On Sat, Jan 16, 2016 at 4:09 PM MZMcBride <z(a)mzmcbride.com> wrote:
Pete Forsyth wrote:
Lisa presented some alternative strategies for
revenue needs for the
Foundation, including the possibility of charging for premium access to
the services and APIs, expanding major donor and foundation fundraising,
providing specific services for a fee, or limiting the Wikimedia
Foundation's growth. The Board emphasized the importance of keeping free
access to the existing APIs and services, keeping operational growth in
line with the organization's effectiveness, providing room for innovation
in the Foundation's activities, and other potential fundraising
strategies.
This reminds me of the Wikimedia update feed service:
<https://meta.wikimedia.org/wiki/Wikimedia_update_feed_service>. The
Wikimedia Foundation basically allowed large search engines to access a
private faster and dedicated stream of recent changes to Wikimedia wikis
for a fee. While Google isn't mentioned on the Meta-Wiki page, I have a
vague memory that they were (and maybe still are) involved.

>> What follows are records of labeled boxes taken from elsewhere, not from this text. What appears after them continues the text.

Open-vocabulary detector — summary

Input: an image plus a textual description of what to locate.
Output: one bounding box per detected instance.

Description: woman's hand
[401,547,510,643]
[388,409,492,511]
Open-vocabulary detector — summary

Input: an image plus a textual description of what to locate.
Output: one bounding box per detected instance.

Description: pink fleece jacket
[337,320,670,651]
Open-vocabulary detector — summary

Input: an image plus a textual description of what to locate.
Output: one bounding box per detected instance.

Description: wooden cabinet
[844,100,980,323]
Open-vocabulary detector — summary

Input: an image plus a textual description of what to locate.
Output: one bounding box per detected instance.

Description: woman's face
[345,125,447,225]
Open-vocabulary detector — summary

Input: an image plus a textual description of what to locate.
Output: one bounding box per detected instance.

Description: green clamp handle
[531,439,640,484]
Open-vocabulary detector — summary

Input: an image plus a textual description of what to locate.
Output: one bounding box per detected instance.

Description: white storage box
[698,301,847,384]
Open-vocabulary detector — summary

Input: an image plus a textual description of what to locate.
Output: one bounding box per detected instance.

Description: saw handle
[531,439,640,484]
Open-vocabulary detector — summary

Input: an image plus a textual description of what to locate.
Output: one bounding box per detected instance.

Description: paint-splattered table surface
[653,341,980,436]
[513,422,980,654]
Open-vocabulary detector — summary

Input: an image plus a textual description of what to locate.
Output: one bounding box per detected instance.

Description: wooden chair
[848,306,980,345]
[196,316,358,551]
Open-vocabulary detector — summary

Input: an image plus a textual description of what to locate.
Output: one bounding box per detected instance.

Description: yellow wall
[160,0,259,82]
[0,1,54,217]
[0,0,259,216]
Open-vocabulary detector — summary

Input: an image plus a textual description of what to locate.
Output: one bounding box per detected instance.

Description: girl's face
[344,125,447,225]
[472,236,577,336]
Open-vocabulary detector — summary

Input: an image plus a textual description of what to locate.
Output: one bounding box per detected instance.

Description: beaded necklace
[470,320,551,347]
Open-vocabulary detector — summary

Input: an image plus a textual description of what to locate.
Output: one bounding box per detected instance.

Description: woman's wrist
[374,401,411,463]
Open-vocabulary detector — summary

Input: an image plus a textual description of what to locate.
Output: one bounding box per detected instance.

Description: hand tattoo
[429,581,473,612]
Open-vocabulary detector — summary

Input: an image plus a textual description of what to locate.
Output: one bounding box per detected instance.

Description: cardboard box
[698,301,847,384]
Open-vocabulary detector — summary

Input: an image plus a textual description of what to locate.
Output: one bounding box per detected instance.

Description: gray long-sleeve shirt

I believe it was Yahoo. They were allowing us to use some of their servers
in Asia back in the day, and I believe they also paid for large-scale
access. There was even a special dump with the article start sections for
them.
Somewhat related, there is also
search.wikimedia.org:
<https://wikitech.wikimedia.org/wiki/Search.wikimedia.org>. This service
was designed to give Apple a fast and dedicated stream for title prefix
searches. Apple's built-in Dictionary application has been the primary
consumer of this feed, though I believe it's open to anyone.